The sirens had started, and there was more than one, growing louder and closer. We were about to descend into absolute chaos—police, fire, ambulance, probably SWAT.

Up until this point, other than a few angry outbursts, Chad had been surprisingly controlled, and concern began to twist in my stomach, thinking maybe all the law enforcement about to pull up was going to be the thing to send him over the edge.

But then I saw his eyes light up.

He could hear them too, and it wasn’t fear that was spreading across his features.

It wasn’t regret or surprise even.

It was joy.

Glee.

This was what he wanted.

An audience.

He’d said earlier this was his plan.

“What is your goal here?” Jade questioned, pulling Chad’s attention back to her. She stepped in front of me, still holding her arms out like she was offering to be some kind of target practice. “What do you want from thislittle moment?”

“My goal?” he echoed as several red and blue flashing lights began to dance across the walls of the diner and a handful of police cars pulled to a hard stop right outside the windows. “My goal is to make sure my name is cleared.”

He was here to change the narrative that I’d put out in the world by leaving him at the altar for Reed. If it had happened at any normal wedding, only friends and family would have known. But when the story of Reed and I being married became headline news, so did the story of the guy I left at the altar.

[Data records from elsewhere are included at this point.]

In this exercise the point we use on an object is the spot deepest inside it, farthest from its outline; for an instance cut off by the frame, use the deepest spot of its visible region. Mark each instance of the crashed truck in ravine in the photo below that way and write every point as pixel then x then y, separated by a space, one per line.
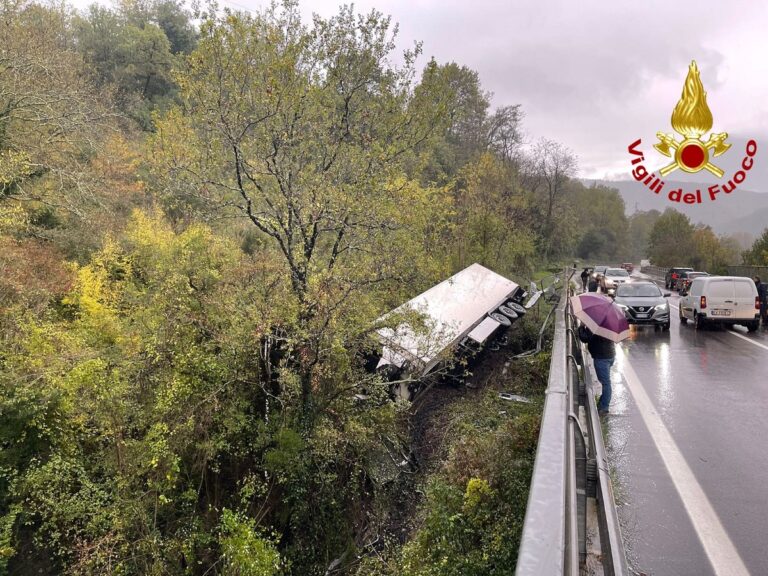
pixel 455 319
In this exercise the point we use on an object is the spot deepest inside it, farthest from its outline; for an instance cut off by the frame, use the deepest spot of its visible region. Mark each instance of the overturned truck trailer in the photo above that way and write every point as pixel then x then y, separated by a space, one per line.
pixel 459 316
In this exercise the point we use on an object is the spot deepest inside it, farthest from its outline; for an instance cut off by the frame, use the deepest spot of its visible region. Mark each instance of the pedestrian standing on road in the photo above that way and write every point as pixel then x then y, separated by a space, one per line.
pixel 584 278
pixel 762 298
pixel 603 352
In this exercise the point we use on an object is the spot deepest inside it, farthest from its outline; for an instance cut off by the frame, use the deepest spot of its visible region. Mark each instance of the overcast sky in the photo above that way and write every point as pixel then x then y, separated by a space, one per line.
pixel 594 75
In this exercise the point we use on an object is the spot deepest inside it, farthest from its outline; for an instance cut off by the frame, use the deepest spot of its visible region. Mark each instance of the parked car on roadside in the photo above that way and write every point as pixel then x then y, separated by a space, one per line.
pixel 613 277
pixel 721 300
pixel 643 303
pixel 670 279
pixel 599 271
pixel 685 279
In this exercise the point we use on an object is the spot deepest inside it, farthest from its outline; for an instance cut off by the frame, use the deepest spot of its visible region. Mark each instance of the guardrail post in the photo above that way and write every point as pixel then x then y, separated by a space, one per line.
pixel 570 468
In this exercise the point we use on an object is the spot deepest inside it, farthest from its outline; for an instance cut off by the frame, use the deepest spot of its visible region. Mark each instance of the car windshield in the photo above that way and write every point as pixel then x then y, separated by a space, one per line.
pixel 638 290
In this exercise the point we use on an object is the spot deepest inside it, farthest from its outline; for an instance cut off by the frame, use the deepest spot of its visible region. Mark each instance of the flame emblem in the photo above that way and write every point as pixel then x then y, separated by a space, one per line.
pixel 692 118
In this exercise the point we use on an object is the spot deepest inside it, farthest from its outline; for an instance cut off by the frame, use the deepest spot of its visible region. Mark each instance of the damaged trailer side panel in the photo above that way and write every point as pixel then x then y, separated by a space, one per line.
pixel 449 312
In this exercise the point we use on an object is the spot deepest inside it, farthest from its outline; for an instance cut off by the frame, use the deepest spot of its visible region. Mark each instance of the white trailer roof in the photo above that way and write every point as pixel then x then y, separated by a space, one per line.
pixel 483 330
pixel 450 310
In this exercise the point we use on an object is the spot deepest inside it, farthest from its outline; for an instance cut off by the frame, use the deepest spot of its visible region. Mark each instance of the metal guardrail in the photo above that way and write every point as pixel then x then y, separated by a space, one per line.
pixel 570 469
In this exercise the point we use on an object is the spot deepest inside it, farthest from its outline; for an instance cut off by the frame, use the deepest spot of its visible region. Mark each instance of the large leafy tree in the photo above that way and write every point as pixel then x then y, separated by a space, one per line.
pixel 303 132
pixel 671 241
pixel 52 120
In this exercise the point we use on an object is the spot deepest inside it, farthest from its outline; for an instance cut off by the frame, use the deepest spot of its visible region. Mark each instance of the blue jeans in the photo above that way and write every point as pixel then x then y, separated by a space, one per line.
pixel 603 369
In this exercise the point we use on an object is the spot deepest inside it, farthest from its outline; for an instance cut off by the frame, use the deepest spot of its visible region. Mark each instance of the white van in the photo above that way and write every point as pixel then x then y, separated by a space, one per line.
pixel 721 300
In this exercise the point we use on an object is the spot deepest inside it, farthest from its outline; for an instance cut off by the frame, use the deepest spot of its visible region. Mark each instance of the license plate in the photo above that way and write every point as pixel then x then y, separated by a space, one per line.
pixel 721 312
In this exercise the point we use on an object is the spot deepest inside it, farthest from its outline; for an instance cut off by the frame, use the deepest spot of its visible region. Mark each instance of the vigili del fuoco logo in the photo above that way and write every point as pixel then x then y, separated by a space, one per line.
pixel 692 119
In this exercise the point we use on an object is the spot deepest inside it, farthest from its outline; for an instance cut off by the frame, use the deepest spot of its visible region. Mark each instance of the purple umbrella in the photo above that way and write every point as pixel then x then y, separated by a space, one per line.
pixel 601 316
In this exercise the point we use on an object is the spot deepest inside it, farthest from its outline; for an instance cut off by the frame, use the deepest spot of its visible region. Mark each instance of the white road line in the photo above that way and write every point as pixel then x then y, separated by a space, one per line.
pixel 722 553
pixel 731 332
pixel 747 339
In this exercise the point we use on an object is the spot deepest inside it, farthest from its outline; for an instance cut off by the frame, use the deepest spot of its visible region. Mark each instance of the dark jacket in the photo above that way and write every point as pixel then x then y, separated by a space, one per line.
pixel 598 346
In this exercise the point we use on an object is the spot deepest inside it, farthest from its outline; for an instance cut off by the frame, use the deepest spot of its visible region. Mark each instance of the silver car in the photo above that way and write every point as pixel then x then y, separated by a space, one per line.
pixel 613 277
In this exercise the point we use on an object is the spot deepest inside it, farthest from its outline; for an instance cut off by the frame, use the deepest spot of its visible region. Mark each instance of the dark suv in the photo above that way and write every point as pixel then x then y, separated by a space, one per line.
pixel 685 279
pixel 643 303
pixel 670 280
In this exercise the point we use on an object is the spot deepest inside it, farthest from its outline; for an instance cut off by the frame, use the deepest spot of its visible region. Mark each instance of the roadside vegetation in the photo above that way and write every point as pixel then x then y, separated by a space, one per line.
pixel 201 218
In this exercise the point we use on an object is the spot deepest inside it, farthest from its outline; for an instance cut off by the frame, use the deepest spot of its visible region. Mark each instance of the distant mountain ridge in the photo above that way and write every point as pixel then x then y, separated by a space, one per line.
pixel 743 210
pixel 740 211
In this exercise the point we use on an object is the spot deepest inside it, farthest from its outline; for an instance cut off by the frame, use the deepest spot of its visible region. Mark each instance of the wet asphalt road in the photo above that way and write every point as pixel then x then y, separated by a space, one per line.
pixel 693 494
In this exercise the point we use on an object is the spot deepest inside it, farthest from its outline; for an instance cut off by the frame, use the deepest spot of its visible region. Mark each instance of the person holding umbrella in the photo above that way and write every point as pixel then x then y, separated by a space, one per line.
pixel 603 324
pixel 584 278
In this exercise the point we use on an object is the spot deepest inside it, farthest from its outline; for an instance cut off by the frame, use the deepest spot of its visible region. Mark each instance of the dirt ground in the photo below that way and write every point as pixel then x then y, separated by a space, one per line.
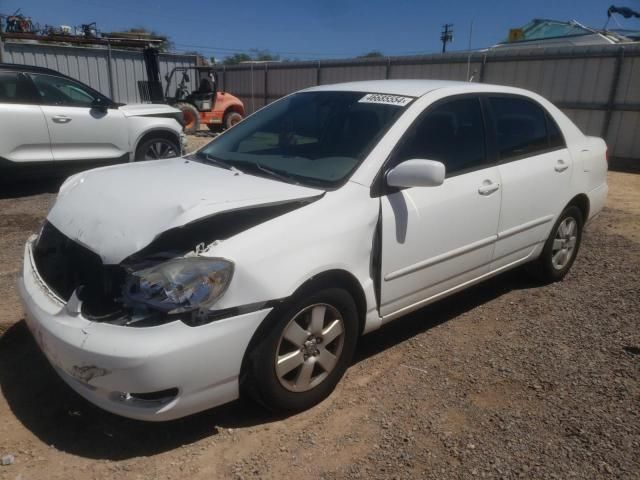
pixel 507 380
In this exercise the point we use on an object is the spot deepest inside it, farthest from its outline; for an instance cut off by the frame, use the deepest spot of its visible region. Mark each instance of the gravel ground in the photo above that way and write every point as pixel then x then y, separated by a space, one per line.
pixel 507 380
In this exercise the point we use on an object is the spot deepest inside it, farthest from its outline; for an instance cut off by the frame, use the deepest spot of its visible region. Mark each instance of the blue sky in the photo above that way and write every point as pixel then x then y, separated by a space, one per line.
pixel 317 29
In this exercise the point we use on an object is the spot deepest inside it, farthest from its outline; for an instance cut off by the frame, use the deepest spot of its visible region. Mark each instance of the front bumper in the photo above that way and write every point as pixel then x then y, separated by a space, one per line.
pixel 104 363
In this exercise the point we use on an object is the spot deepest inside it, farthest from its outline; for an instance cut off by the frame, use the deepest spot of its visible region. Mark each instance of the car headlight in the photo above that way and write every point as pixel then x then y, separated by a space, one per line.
pixel 179 285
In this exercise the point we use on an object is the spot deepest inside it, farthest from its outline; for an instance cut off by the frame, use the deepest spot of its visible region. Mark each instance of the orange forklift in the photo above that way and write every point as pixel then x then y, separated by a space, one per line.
pixel 206 105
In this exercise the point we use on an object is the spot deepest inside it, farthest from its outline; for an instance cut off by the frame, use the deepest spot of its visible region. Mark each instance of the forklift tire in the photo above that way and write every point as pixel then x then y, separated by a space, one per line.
pixel 191 117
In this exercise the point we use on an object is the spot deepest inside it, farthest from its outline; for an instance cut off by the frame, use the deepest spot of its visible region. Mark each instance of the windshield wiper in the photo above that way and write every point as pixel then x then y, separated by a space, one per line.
pixel 285 177
pixel 216 161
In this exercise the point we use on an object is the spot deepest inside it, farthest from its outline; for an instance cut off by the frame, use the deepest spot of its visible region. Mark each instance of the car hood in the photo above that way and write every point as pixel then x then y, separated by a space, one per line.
pixel 117 211
pixel 138 109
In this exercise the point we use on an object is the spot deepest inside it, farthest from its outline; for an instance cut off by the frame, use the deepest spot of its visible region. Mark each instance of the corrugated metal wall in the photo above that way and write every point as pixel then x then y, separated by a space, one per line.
pixel 598 87
pixel 91 66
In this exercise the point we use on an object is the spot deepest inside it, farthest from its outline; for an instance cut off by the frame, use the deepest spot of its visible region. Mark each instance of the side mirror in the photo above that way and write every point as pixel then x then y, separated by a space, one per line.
pixel 416 173
pixel 100 104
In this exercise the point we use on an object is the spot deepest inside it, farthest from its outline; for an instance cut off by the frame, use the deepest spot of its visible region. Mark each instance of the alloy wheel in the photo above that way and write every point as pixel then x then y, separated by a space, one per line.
pixel 564 243
pixel 309 347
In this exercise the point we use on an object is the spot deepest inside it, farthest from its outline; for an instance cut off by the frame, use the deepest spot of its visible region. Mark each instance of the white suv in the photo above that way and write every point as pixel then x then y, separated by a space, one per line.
pixel 48 118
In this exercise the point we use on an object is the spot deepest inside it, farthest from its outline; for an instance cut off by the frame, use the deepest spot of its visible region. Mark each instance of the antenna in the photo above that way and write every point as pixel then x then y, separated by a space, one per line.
pixel 446 36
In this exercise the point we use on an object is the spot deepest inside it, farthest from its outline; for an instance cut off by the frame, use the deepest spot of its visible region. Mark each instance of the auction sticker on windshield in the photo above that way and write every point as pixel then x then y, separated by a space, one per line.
pixel 386 99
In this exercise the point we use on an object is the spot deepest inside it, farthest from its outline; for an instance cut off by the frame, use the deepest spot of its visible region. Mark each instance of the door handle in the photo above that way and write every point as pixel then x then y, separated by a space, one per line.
pixel 561 166
pixel 61 119
pixel 488 188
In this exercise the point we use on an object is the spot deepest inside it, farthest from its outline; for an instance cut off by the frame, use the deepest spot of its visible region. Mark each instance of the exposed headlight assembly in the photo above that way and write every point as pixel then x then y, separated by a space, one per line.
pixel 180 285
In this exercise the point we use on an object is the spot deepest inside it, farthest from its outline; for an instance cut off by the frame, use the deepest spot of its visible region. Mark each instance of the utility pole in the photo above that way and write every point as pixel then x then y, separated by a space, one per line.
pixel 446 36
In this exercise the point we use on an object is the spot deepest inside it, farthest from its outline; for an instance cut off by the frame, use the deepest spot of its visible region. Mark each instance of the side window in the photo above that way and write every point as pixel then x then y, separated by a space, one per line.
pixel 521 126
pixel 556 139
pixel 15 88
pixel 62 91
pixel 452 133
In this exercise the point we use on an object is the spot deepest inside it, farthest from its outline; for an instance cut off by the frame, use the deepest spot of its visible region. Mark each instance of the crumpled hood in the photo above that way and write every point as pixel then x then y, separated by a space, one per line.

Chad’s embarrassment was online.

It was on gossip channels, podcasts, and social media.

That was the information out there about him, and now, he wanted that narrative to be different. He wanted it to show him in a light he thought was stronger. And he was going to use all of us here, and all the people watching out there, to prove a point.

All because of me.

Because of what I’d done.

“I’ll get you a stage, a microphone, anything you want,” Reed tried to bargain. He was close now, and I wasn’t sure Chad had even realized what was happening. He was too focused on Jade and me and on the people outside—the cops, the cameras, the attention. “I’ll give you the biggest platform in the world so you can explain your side. You simply have to let everyone in here go. Come on, man, isn’t that what you want?

Chad turned his narrowed glare on Reed. “You think it’s that easy to undo the damage she’s done?” He lifted the gun, pointing it across the diner at Jade and me. “Anyone can say words. It’s actions that mean the most. They are the proof of who someone is, and I’m about to make sure everyone knows just who I a—”

Karl and Reed dived at the same time, their bodies hitting Chad from both sides.

Bang.

The gunshot boomed within the small space, the explosion sending sound waves resonating through me, so loud and intense it felt like it was shifting the organs around inside my body.